[Date Prev][Date Next][Thread Prev][Thread Next][Date Index][Thread Index]
Re: [Condor-users] Condor job submission delayed
- Date: Thu, 02 Sep 2004 10:29:21 -0500
- From: Alain Roy <roy@xxxxxxxxxxx>
- Subject: Re: [Condor-users] Condor job submission delayed
Marc Saric wrote: (I'm collating multiple emails.)
Submission of jobs works in principle (tested it with the
hello-world-examples from http://www.liv.ac.uk/e-science/condor/hello.html
but sometimes I observe a strange behaviour in that certain jobs need a
very long time until they are beeing executed.
Around 30 min.
That is definitely too long, unless you have thousands of jobs and
computers, and even then it's too long.
045.000: Run analysis summary. Of 12 machines,
~ 1 are rejected by your job's requirements
~ 6 reject your job because of their own requirements
~ 0 match, but are serving users with a better priority in the pool
~ 4 match, match, but reject the job for unknown reasons
That message is unfortunately pretty undescriptive. Yes, we need to improve
it. There are a few common things that this may indicate:
1) The negotiator is currently matching jobs to machines, and this is a
transitory state. I don't think this is the case for you.
2) You have a worse priority than another user on the system. Again, I
don't think this is the case.
3) Ummm... Something else. A lot of things can go wrong, and it's really
hard to properly figure them out from condor_q.
Given that your jobs eventually match and you have a small, mostly idle
pool, this message seems odd.
| 300 second delays can occur if the new job started while condor was
| within a 20 seconds frame of the negotiation cycle. you can start the
| job by using condor_reschedule.
| you can reduce the time by lowering the NEGOTIATOR_INTERVAL value, but
| the 20 seconds timeframe is fixed, so for a 60 second interval you have
| a 33% chance that your job must wait up to a minute.
That's clear to me, I did not expect the queued jobs to be executed
within a few seconds, but (recaling my first mail) it was unclear to me,
why sometimes (not allways) jobs don't get executed for 10-30 minutes
while "condor_status" lists a lot of machines (all of them Windows in my
case) as Unclaimed/Idle during that period.
The negotiator will do a matchmaking cycle every five minutes, unless you
submit a job with condor_submit: then it will start a new cycle, unless the
last cycle began less than twenty seconds previously.
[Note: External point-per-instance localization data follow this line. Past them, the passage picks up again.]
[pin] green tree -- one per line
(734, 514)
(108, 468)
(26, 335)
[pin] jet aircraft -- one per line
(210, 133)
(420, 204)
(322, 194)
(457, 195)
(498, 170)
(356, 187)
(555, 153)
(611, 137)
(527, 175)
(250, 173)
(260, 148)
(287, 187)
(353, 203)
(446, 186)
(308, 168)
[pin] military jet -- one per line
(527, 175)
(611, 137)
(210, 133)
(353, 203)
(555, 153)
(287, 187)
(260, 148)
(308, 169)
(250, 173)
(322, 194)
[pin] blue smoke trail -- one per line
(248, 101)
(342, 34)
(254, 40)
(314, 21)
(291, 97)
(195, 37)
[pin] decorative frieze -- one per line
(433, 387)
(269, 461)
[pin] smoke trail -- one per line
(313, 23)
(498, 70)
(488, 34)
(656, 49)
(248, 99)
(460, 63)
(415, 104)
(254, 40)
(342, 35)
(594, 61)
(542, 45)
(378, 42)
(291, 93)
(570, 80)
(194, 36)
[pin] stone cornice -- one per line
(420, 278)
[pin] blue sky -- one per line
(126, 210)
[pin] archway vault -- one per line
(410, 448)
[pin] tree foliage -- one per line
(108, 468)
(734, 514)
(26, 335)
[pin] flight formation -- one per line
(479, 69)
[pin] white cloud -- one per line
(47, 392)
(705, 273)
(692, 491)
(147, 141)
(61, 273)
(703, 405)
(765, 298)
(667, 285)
If you are submitting
individual test jobs, then jobs should be matched quickly. Not instantly:
it always takes them a while to start up, but certainly much quicker than
30 minutes. I think that NEGOTIATOR_INTERVAL won't help you here.
Here are a couple of plausible things we should look at:
1) Sometimes a job does match quickly and get submitted to a computer, but
as soon as it starts up, an error is encountered and the job dies. Unless
you do condor_q at exactly the right moment, it seems to always be idle,
but it was in the running state for a brief moment.
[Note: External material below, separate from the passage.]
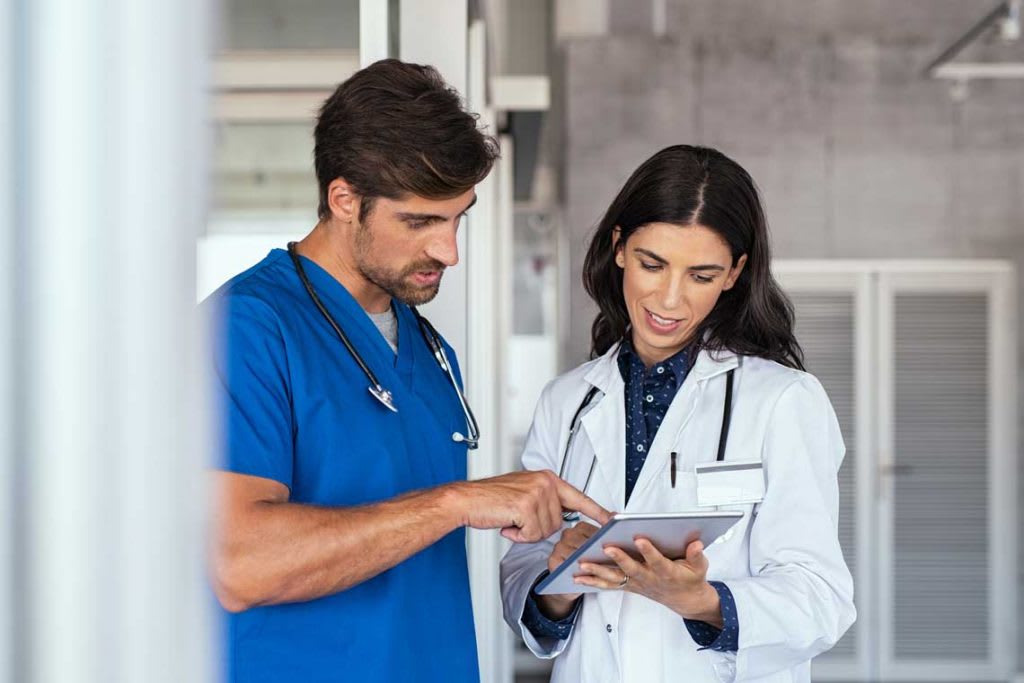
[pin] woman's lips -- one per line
(662, 326)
You can see if this is the case: look in the user log for the job
(specified with the "log = X" in your submit file) and see if it says the
job was started up multiple times. If it was, then we need to figure out
why it died when starting up. If this is the case, please share your user
log. If not, try #2:
2) Try this: submit a new job and see what time you submitted it. Let it
sit idle for a few minutes, then do "condor_reschedule" to force another
matchmaking cycle. Now go to the computer that is running the negotiator,
look in the NegotiatorLog and the MatchLog, beginning at the time that you
submitted the job. Share this portion of the logs with me and/or the
mailing list (I don't want the entire log--just from the time you started
the test). This may indicate why there is a problem.
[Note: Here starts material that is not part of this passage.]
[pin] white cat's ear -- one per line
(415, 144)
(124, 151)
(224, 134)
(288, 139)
3) I've seen an intermittent problem when people submit a single job and it
doesn't get matched, but if they submit multiple jobs it does work. This
happened in rare circumstance, and I'm pretty sure it was fixed. That said,
try submitting two or three jobs, and see if your jobs run.
I suspect that #1 or #2 will help us narrow down the problem. If not, we
can figure out something else that will help.